- The grave of Lady Urania
- Died: February 11, 1275
- Burial place: Worms, Germany
- Other names: Orania, Orgiah

= Urania of Worms =

Urania bat Abraham of Worms (אורניאה/אורגיאה בת אברהם, died 11 February 1275), also known as Orania and Orgiah, was a Jewish precentress in medieval Ashkenaz (Rhineland and the Palatinate). Urania's role as a precentress, one of a handful of women known to be serving in this capacity in this region in the 13-14th centuries, is attested on her grave stone.

==Biography==
Little is known about Urania save that she died a young woman, the daughter of a Rabbi Avraham.
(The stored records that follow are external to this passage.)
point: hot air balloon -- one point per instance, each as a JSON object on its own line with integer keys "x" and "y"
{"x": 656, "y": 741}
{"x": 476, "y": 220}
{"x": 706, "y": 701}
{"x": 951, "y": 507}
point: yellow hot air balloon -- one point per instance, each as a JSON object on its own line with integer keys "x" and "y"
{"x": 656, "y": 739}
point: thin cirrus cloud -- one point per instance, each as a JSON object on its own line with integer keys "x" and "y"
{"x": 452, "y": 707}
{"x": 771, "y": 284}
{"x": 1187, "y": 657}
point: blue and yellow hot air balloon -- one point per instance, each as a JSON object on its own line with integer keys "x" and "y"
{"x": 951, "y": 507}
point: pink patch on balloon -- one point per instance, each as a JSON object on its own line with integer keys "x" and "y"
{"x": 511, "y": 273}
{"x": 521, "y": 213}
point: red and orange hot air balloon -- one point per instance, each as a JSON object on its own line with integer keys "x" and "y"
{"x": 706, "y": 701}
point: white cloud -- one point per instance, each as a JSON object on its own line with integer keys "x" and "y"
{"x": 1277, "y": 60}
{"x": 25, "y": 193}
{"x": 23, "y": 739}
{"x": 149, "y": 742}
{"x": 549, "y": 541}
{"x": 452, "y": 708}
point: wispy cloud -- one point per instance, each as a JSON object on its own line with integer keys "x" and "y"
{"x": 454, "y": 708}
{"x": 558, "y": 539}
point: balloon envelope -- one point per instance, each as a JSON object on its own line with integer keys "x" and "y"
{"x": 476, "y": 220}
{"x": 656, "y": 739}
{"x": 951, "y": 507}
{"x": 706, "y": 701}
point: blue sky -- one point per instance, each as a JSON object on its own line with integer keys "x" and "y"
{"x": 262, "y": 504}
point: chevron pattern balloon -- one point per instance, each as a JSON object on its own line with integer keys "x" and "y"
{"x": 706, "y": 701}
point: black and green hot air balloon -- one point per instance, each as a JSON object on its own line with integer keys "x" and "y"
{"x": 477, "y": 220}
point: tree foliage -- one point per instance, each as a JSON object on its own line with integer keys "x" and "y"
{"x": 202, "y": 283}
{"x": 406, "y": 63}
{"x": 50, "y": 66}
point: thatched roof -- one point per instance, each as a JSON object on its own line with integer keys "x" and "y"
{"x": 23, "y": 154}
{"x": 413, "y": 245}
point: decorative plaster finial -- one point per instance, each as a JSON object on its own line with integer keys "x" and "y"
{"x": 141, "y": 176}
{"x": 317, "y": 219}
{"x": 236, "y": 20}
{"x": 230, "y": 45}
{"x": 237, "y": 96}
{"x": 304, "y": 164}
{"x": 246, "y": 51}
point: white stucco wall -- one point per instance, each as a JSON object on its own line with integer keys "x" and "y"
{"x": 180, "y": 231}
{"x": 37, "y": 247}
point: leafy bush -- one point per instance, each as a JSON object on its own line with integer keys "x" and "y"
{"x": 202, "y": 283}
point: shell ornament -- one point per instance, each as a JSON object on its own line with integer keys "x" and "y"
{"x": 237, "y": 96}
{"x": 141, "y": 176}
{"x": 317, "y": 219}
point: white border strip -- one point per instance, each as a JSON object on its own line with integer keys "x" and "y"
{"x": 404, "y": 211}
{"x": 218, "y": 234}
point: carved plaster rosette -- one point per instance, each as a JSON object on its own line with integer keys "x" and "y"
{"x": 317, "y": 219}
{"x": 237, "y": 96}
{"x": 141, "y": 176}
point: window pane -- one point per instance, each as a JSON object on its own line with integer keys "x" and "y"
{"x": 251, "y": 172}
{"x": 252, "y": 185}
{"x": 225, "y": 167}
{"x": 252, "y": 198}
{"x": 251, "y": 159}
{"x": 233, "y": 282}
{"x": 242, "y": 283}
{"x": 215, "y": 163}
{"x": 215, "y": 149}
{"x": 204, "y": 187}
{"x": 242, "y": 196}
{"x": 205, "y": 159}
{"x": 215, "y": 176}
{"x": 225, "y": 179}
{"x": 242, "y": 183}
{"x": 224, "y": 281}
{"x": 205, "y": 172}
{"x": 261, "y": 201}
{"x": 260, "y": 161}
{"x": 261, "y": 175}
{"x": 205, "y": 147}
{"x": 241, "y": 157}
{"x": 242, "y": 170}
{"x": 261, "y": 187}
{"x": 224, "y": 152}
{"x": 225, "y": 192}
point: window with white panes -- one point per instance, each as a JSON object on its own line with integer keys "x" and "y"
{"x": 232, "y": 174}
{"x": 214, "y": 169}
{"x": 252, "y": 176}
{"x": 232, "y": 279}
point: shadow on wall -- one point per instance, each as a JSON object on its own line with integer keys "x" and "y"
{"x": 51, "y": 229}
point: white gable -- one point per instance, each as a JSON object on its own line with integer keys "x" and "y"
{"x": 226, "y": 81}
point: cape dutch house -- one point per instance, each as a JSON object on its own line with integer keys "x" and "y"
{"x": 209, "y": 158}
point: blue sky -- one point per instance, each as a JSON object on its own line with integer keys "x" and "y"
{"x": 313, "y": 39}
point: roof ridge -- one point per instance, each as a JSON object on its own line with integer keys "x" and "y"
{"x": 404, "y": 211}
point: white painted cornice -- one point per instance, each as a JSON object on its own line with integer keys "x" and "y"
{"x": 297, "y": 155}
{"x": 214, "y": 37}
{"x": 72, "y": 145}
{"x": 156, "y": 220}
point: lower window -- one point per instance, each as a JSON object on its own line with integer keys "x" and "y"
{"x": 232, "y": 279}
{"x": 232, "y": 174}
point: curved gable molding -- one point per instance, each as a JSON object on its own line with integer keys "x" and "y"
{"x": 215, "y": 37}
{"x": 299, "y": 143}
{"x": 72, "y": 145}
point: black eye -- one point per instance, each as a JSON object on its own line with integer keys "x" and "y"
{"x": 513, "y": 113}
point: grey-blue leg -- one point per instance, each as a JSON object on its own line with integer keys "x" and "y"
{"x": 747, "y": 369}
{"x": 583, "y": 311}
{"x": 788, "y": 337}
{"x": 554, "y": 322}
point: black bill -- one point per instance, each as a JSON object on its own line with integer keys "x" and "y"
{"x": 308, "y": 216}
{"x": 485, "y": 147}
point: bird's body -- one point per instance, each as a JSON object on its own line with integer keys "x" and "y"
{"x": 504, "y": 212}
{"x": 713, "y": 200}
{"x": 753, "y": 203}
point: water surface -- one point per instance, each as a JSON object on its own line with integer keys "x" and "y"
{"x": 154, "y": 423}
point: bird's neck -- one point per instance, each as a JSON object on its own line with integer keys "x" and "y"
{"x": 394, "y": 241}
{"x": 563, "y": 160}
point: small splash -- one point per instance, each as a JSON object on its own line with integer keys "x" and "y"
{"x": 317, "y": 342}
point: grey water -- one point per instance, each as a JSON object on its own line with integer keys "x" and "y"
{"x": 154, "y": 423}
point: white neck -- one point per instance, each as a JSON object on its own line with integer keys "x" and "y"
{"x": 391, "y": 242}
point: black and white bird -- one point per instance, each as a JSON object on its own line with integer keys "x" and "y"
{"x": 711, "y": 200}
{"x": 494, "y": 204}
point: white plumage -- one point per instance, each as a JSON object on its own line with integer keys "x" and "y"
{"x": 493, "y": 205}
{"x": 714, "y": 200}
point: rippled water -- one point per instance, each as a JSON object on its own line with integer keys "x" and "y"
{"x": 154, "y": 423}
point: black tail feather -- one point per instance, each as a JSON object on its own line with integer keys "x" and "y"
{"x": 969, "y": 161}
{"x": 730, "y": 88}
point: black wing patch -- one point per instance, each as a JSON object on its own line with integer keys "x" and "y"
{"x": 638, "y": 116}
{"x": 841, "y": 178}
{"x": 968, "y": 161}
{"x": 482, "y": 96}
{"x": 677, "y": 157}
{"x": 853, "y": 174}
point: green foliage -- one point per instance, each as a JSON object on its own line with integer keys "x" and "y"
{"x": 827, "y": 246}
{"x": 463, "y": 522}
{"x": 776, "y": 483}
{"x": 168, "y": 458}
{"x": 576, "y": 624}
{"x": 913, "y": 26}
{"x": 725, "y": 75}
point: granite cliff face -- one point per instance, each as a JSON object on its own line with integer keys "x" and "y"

The exact pronunciation of her name is uncertain. Rochelle Furstenberg spells the name as Urania—likely relating this woman's name to "Heavens"—while David Sperber spells her name Orania.

Urania died on Adar 6 (February 11), 1275, likely in the morning. Her tombstone, in the city of Worms, reads as in English follows:

This stone was first erected for this woman:

The lady Urania, the important, chosen, young woman,

Daughter of the initiated Rabbi Avraham, head of the singers, whose prayer [was] as beauty,

In the glory of his voice, for the sake of his nation, in the melody of a plea,

Whereas she too, with the sound of song, would sing for women:

Prayer-poems and, as a plea for her, she would become guarded.

But on the sixth day of Adar, on the first day, her soul was consumed, and on the seventh day of this, she was buried.

In Eden is her rest; she shall be remembered for good.